On reading Brian Massumi’s essay, the autonomy of affect, I am struck both by how clearly he illustrates that most elusive of terms (clearly according to the Spinoza/Deleuze lineage of affective discourse) and by how profound the implications of that illustration are.
The essay begins by underlining the slippage that occurs between effect and content, which (to borrow from Alan Badiou 1) we might also see as the slippage between being and event. It is this slippage, this gap, which Massumi suggests is the realm of the affective. Like Deleuze, Massumi argues that affect is an autonomous, bodily response to an encounter, the figure 2, as opposed to the intellectual/emotional response to the sociolinguistic registers of an encounter, the figurative 3. He continues though in offering us a temporal home for the affective. In analysis of experiments performed on the human brain it is found that there is a missing half-second between an event in time and space and our conscious awareness of it; a temporal slip, a perpetually missing present where we form both our selves and our world, where we become. For Massumi this half-second of becoming “is like a temporal sink, a hole in time, as we conceive of it and narrativize it 4”. It is this ‘temporal sink’ that for me is so extraordinary in that it is a feedback site where all of our previous selves/conditions simultaneously merge with our present body and forge our continual becoming.
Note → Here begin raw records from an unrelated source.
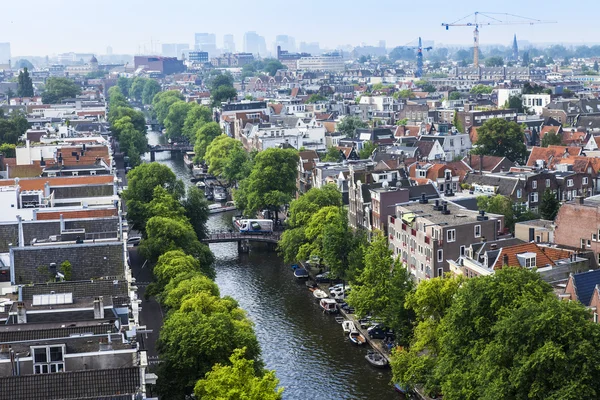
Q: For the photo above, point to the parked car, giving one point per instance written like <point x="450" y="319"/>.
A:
<point x="134" y="240"/>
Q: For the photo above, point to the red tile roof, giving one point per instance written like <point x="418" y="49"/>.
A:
<point x="38" y="183"/>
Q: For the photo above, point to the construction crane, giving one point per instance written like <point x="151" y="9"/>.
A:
<point x="494" y="19"/>
<point x="419" y="48"/>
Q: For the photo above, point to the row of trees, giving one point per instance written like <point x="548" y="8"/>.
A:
<point x="128" y="126"/>
<point x="501" y="336"/>
<point x="204" y="338"/>
<point x="139" y="89"/>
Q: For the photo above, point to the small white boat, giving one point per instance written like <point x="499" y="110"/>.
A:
<point x="218" y="207"/>
<point x="329" y="306"/>
<point x="348" y="326"/>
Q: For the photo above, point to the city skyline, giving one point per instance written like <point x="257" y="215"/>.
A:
<point x="162" y="23"/>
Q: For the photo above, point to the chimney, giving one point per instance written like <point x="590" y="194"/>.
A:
<point x="21" y="313"/>
<point x="98" y="308"/>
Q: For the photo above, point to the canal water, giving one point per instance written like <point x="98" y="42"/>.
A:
<point x="312" y="357"/>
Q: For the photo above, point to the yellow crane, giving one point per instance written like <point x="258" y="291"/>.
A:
<point x="492" y="19"/>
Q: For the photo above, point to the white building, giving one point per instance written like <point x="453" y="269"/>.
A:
<point x="321" y="63"/>
<point x="536" y="102"/>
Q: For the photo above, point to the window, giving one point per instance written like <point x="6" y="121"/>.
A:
<point x="451" y="235"/>
<point x="48" y="359"/>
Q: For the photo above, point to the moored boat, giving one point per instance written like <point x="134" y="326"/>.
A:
<point x="329" y="306"/>
<point x="376" y="359"/>
<point x="301" y="273"/>
<point x="357" y="338"/>
<point x="348" y="326"/>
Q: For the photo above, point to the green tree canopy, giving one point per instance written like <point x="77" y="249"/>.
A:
<point x="367" y="150"/>
<point x="549" y="205"/>
<point x="196" y="211"/>
<point x="25" y="84"/>
<point x="498" y="137"/>
<point x="238" y="381"/>
<point x="204" y="331"/>
<point x="272" y="182"/>
<point x="204" y="137"/>
<point x="551" y="138"/>
<point x="175" y="119"/>
<point x="349" y="124"/>
<point x="57" y="89"/>
<point x="140" y="190"/>
<point x="151" y="89"/>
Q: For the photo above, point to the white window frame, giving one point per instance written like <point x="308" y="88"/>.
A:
<point x="451" y="235"/>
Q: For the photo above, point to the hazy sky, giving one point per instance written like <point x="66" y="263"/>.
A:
<point x="41" y="27"/>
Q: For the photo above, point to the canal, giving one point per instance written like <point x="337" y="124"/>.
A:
<point x="312" y="357"/>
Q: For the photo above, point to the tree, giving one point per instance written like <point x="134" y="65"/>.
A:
<point x="204" y="137"/>
<point x="381" y="289"/>
<point x="175" y="119"/>
<point x="498" y="137"/>
<point x="454" y="96"/>
<point x="140" y="190"/>
<point x="367" y="150"/>
<point x="350" y="124"/>
<point x="549" y="205"/>
<point x="162" y="101"/>
<point x="196" y="117"/>
<point x="495" y="61"/>
<point x="481" y="89"/>
<point x="315" y="98"/>
<point x="237" y="381"/>
<point x="203" y="332"/>
<point x="57" y="89"/>
<point x="165" y="234"/>
<point x="271" y="183"/>
<point x="151" y="89"/>
<point x="551" y="138"/>
<point x="8" y="149"/>
<point x="332" y="155"/>
<point x="223" y="94"/>
<point x="196" y="211"/>
<point x="25" y="84"/>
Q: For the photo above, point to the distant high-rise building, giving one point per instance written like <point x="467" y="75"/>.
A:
<point x="515" y="55"/>
<point x="312" y="48"/>
<point x="4" y="53"/>
<point x="255" y="44"/>
<point x="206" y="42"/>
<point x="285" y="42"/>
<point x="228" y="43"/>
<point x="174" y="49"/>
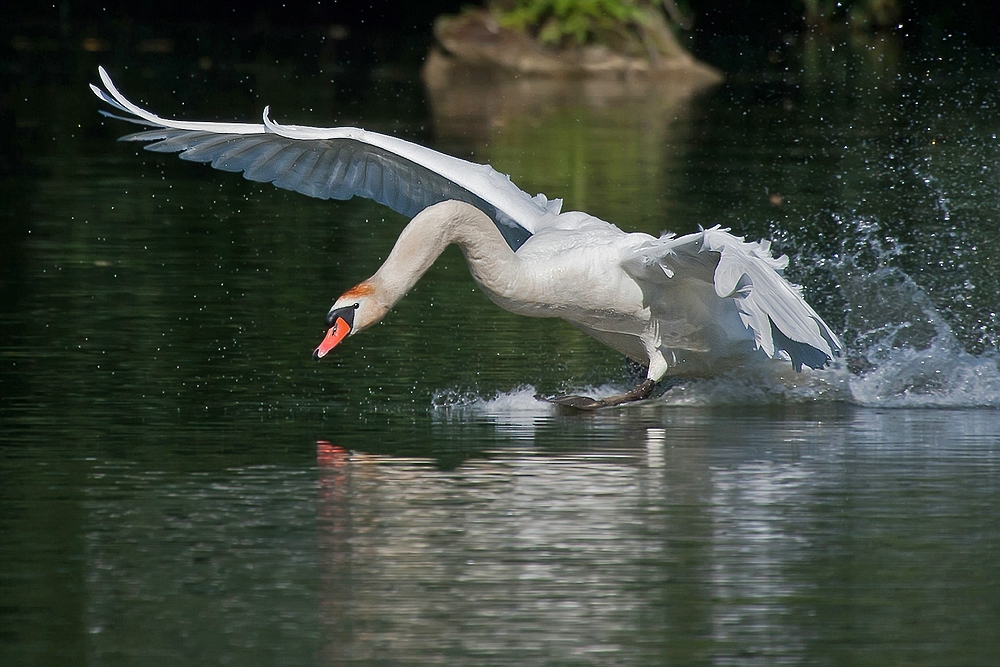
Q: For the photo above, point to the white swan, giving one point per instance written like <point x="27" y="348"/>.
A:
<point x="684" y="305"/>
The further wonder here is that this affective state of becoming is an arena of nonlinear relationships. As Massumi puts it, this is a space of “resonation and feedback that momentarily suspend linear progress of the narrative present from past to future 5”. Could it be then that through this temporal/affective field, in each new moment of our becoming, nonlinear connections are brought into play that allow for previously unimagined paradigms to occur? Might we then go on to see our affective ability, our perpetual bodily translation of the real into being, as the site of all new thought, the source even of human creativity itself?
Kim Bridgland
1. Alan Badiou, Being and Event, London: Continuum, 2006.
2. Gilles Deleuze, ‘Painting and Sensation’, in The Logic of Sensation, London: Continuum, 2003, p.34.
3. Ibid, p.34.
4. Brian Massumi, The Autonomy of Affect, in Parables for the Virtual: Movement, Affect, Sensation, Durham and London: Duke University Press, 2002, p.26.